The company offered a wide range of works during its first year, beginning with a January 13, 1919, performance of Gilbert and Sullivan's The Pirates of Penzance and continuing, at intervals throughout the next several months, with Michael William Balfe's The Bohemian Girl; Georges Bizet's Carmen; Ruggero Leoncavallo's Pagliacci; and Charles Gounod's Faust, which marked the conductorial debut with the company of Arnold Volpe. The first production to feature significant professional singers was a Carmen in February 1920 with two European veterans, Belgian soprano Marguerita Sylva and Czech tenor Otakar Marák. Other important singers who would appear with the company in succeeding years included Mabel Garrison, Jeanne Gordon, Louise Homer, Edith Mason, Pasquale Amato, George Baklanov, Edward Johnson, Giuseppi Danise, and Titta Ruffo.

In the course of its more than 90 performances, the company was responsible for several accomplishments all out of proportion with its modest status. In 1925, it trumped the Chicago Opera in court to offer Feodor Chaliapin's first Washington operatic performance, and it also featured the operatic debut of John Charles Thomas. This took place in the new National Opera House located at 19th and E Streets.

A year later, it would present the first performances of Tchaikovsky's Queen of Spades in Russian by an established US opera company. These were also the first performances by such a company in any language since the work's American premiere at the Metropolitan Opera in German some 16 years before. In the Washington production, Dmitri Smirnov gave what were probably his sole American performances after his departure from the Metropolitan in 1912.

Later that year, Romanian conductor George Georgescu stepped in for Jacques Samossoud, who had left the company over a contract dispute, to make his sole appearance in a US opera pit. At the time, Georgescu was more celebrated for having recently taken over the remainder of the Philharmonic Symphony Orchestra of New York's season from an ailing Arturo Toscanini.

Also, in a 1928 Die Walküre, Johanna Gadski performed in an American opera production for the first time since her departure from the Metropolitan more than a decade earlier owing to anti-German sentiment during World War I. The Washington company in the same year presented the American premiere of Ralph Vaughan Williams's Hugh the Drover under Eugene Goossens with Tudor Davies, creator of the role of Hugh. The company's penultimate performance, a 1936 production of Léo Delibes's Lakmé, marked the US debut of Bidu Sayão, although after a fractious dispute with the orchestra players, the performance was accompanied by a portable organ.

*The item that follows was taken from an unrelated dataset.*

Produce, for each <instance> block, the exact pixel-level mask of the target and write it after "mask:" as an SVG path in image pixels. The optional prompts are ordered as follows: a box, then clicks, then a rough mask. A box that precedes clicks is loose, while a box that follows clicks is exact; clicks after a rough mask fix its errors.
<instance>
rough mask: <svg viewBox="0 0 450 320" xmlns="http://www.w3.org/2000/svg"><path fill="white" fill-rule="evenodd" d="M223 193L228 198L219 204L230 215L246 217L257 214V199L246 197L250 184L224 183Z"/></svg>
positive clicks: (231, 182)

With the coming of the Depression and the limitations of the National Opera House, the company used it fairly infrequently, and it dissolved during the period. Limited opera was performed in Washington until the 1950s, except open-air summer performances beside the Potomac River or in Rock Creek Park's Carter Barron Amphitheatre. Performances in the latter venue lasted for twenty seasons, and included, on 8 July 1965, one by the young tenor Plácido Domingo, partnered by mezzo-soprano Rosalind Elias, in Carmen.